New machine learning approach can identify your circadian rhythm from a blood sample

Doctors do not currently monitor a person's circadian rhythms because there is not an efficient way to measure them

A patient sleeping in a hospital bed

Sharon Mccutcheon via Unsplash 

Many of the body’s physiological activities, including hunger, wakefulness, and metabolism, run on 24 hour cycles called circadian rhythms. These cycles are primarily controlled by the release of chemical messengers into the bloodstream from the brain and have been linked to cardiovascular disease, neurodegenerative disorders, and weight-gain

Measuring circadian rhythms could significantly improve medical care. Doctors could better prevent and treat illness by more accurately assessing individual risk of disease and recommending times to eat, take medication, and rest. Circadian rhythms are not used as a clinical indicator at present because there is not an efficient way to measure them. Based on the results of a new study, however, that could change soon.

The results were recently reported in the Journal of Biological Rhythms by a team of researchers at the University of Colorado at Boulder. The researchers sought to develop a circadian rhythm test that is more efficient than the standard dim-light melatonin assessment, which requires hourly collection of blood over the course of an entire day to measure the amount of a sleep-inducing molecule in the body called melatonin. The test is accurate, but it is impractical for clinical use.

To develop an efficient circadian rhythm test, the researchers invited 16 participants into their sleep lab.
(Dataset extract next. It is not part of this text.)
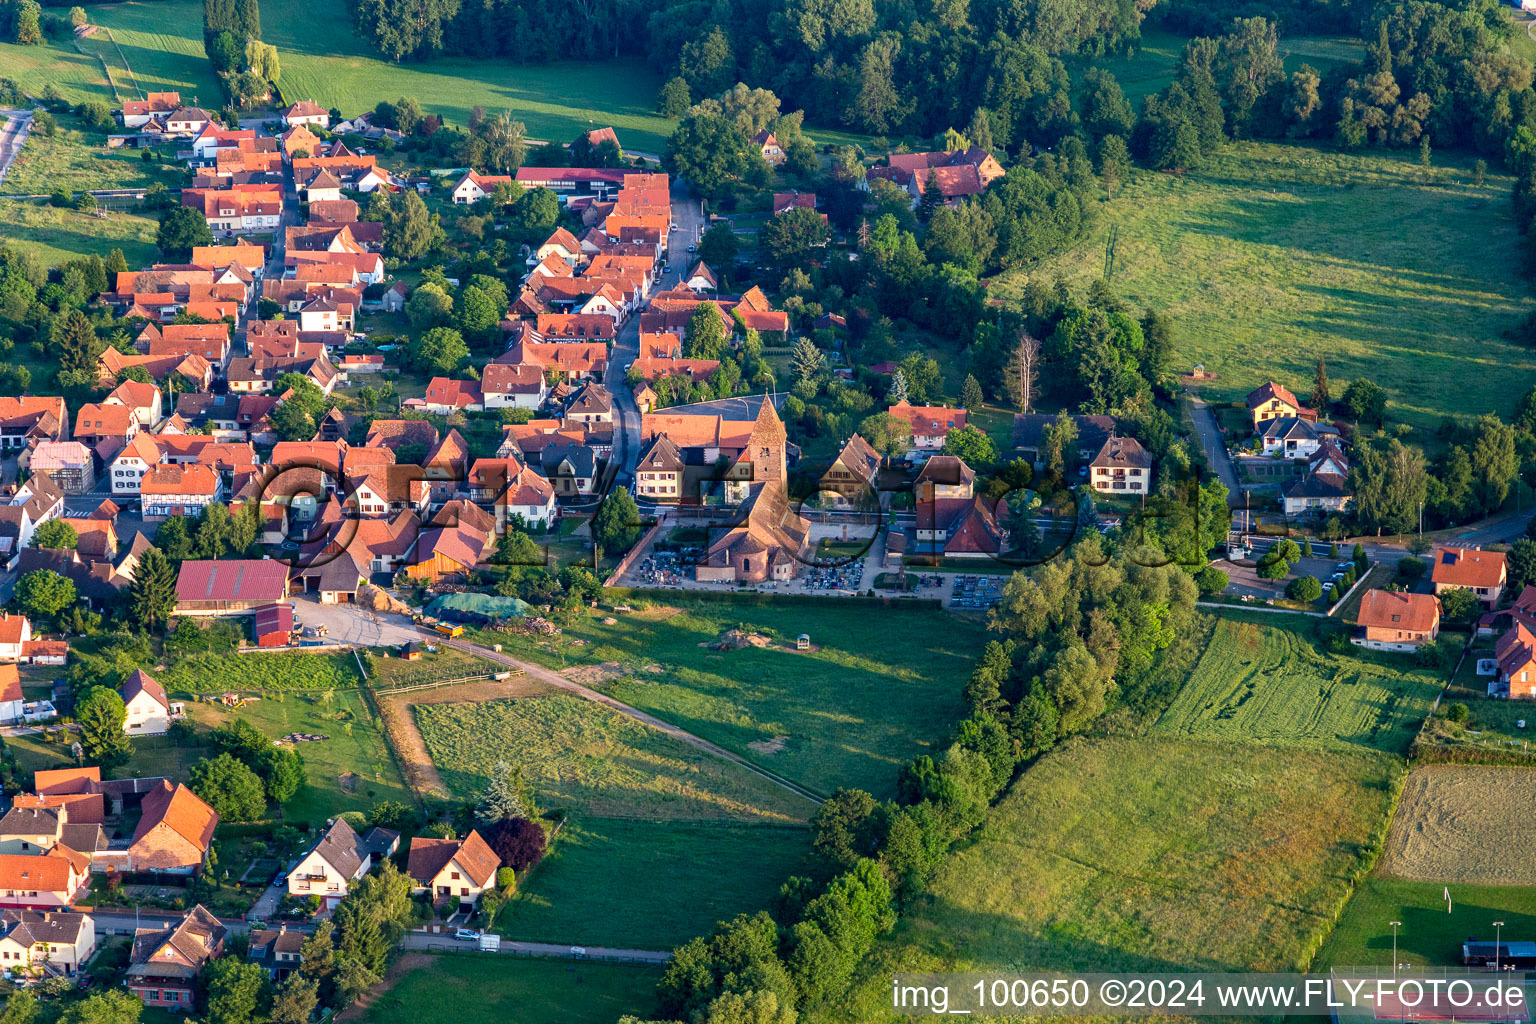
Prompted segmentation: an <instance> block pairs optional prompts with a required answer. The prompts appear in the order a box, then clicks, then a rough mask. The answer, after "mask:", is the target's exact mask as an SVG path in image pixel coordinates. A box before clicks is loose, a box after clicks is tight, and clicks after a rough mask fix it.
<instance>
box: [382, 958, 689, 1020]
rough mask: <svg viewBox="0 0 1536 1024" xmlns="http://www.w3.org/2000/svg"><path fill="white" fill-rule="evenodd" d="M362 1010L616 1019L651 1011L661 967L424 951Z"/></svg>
mask: <svg viewBox="0 0 1536 1024" xmlns="http://www.w3.org/2000/svg"><path fill="white" fill-rule="evenodd" d="M410 963H412V967H410V969H409V970H406V973H404V975H402V976H401V978H399V979H398V981H396V983H395V984H393V986H392V987H390V989H389V992H386V993H384V995H382V996H381V998H379V1001H378V1003H375V1004H373V1006H372V1007H369V1010H367V1012H366V1013H364V1015H362V1021H366V1022H367V1024H421V1021H439V1019H444V1015H445V1013H449V1010H447V1007H449V1004H452V1013H450V1015H452V1019H453V1021H456V1022H458V1024H508V1022H510V1021H516V1024H613V1021H616V1019H617V1018H621V1016H624V1015H636V1016H641V1018H648V1016H651V1012H653V1010H654V1009H656V983H657V981H659V979H660V972H659V970H657V969H654V967H641V966H634V964H601V963H573V961H564V960H531V958H522V956H430V958H429V956H421V958H419V961H410Z"/></svg>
Over the next two weeks, the researchers took regular blood samples and analyzed them to measure the levels of melatonin and approximately 4,000 metabolites, molecules that are produced by biochemical reactions in the body. Then, they used machine learning to determine which metabolites are associated with different phases of the circadian rhythm. When the analysis was complete, the researchers could measure circadian rhythms by testing a single blood sample for 65 metabolites with similar results to the dim-light melatonin assessment.

The new test does have some limitations; it worked best for people who had adequate sleep and whose food intake was controlled, which limits its practical application, and it would be more efficient if fewer metabolites had to be analyzed. Nonetheless, the study results are exciting and suggest an efficient circadian rhythm test may be available soon.